This year, students in the Entrepreneurship and Business Academy (EBA) at Kempsville High School found a creative way to give back to the community.
Six EBA students collectively volunteered more than 100 hours during the past three months at St. Mary’s Home for Disabled Children. They spent the time working hand in hand with some of the home’s residents in order to create an art piece to auction off at the organization’s annual fundraiser, a gala and auction held Saturday, April 14.
“We found out about their annual gala they use to raise funds and decided we all wanted to be a part of it,” said Noelle Eversten, parent of one of the student volunteers. “We decided painting would be the best way to match all the different needs of the children we were going to work with.”

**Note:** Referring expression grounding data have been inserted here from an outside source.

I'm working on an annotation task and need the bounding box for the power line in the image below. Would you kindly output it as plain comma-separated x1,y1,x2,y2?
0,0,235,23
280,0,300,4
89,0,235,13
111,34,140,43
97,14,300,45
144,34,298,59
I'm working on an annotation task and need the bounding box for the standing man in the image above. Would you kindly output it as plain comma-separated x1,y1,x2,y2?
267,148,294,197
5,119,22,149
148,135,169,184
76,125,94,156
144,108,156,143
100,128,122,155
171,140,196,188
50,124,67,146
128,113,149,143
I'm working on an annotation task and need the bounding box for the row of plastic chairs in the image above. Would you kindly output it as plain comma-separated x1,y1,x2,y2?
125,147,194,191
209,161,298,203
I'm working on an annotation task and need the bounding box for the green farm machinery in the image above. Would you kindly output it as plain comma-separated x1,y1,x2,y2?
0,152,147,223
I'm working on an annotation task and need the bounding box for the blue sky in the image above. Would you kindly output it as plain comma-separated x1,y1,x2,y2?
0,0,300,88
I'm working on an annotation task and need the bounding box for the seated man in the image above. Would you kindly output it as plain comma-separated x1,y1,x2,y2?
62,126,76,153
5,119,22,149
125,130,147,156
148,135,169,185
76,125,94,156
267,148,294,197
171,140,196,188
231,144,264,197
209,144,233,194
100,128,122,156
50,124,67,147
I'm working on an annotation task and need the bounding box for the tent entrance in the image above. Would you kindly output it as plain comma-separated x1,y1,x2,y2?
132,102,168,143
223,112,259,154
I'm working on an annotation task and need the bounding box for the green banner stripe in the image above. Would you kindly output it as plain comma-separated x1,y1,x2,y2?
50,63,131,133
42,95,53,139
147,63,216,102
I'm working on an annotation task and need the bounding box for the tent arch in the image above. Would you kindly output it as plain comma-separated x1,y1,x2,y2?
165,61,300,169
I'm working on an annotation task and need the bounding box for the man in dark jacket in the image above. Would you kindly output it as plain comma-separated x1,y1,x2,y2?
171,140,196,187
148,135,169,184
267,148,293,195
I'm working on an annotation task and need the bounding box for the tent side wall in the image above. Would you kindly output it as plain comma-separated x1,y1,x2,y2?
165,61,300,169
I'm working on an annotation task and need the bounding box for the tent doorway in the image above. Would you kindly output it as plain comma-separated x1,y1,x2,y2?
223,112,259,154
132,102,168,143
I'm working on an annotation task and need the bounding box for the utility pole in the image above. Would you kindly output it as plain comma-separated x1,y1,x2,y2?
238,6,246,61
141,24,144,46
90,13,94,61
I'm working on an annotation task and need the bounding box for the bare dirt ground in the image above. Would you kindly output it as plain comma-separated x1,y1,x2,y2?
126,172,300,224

Beginning in February, Cailyn Banks, Sydney Eversten, La’Mari Ferebee, Sarah Justesen, Ronan Livingston and Robert Smith, began visiting St. Mary’s Home to work with its residents on the collaborative artwork.
“I loved talking to them, helping them paint,” Smith said. “They were having such a great time. I would do it again in a heartbeat.”
The coastal theme for the gala this year was the motivation behind choosing the subject of their artwork.
“We chose to paint a mermaid,” said Banks. “We thought it would be really fun for us and the children at St. Mary’s.”
Tracey Pryor, a parent who helped supervise the student work, is proud of the dedication she saw from the students involved.
“My son has Asperger’s, so this project is near and dear to my heart. It was amazing to see how much our kids enjoyed working with the children, and didn’t treat them differently – just like any other peer.”
Students enjoyed it as well.
“Working with the kids at St. Mary’s, I went in thinking that it was going to be a different kind of experience, but I was wrong,” said Sydney Eversten. “It couldn’t have been more natural, and a really fun time.”
Noelle Eversten was proud to see her daughter and the other children in the group volunteer for the right reasons.
“That’s the way it should be. They got in there, got their hands dirty, and everybody had an amazing time. I had to hunt them down to sign their volunteer forms!”
“The joy radiated in the room,” said Pryor. “A lot of those kids are nonverbal, but you can see on their faces the joy they were having.”
“Every single one of them had a part of it,” Smith said. “It was really nice to be around them. Everyone should do this in their life and have this experience.”
Everyone agreed that they would like to see this continue next year.
“It was a great partnership and a really great project,” said Pryor.
It was a great success as well – the group’s mermaid artwork brought in $300 for St. Mary’s Home.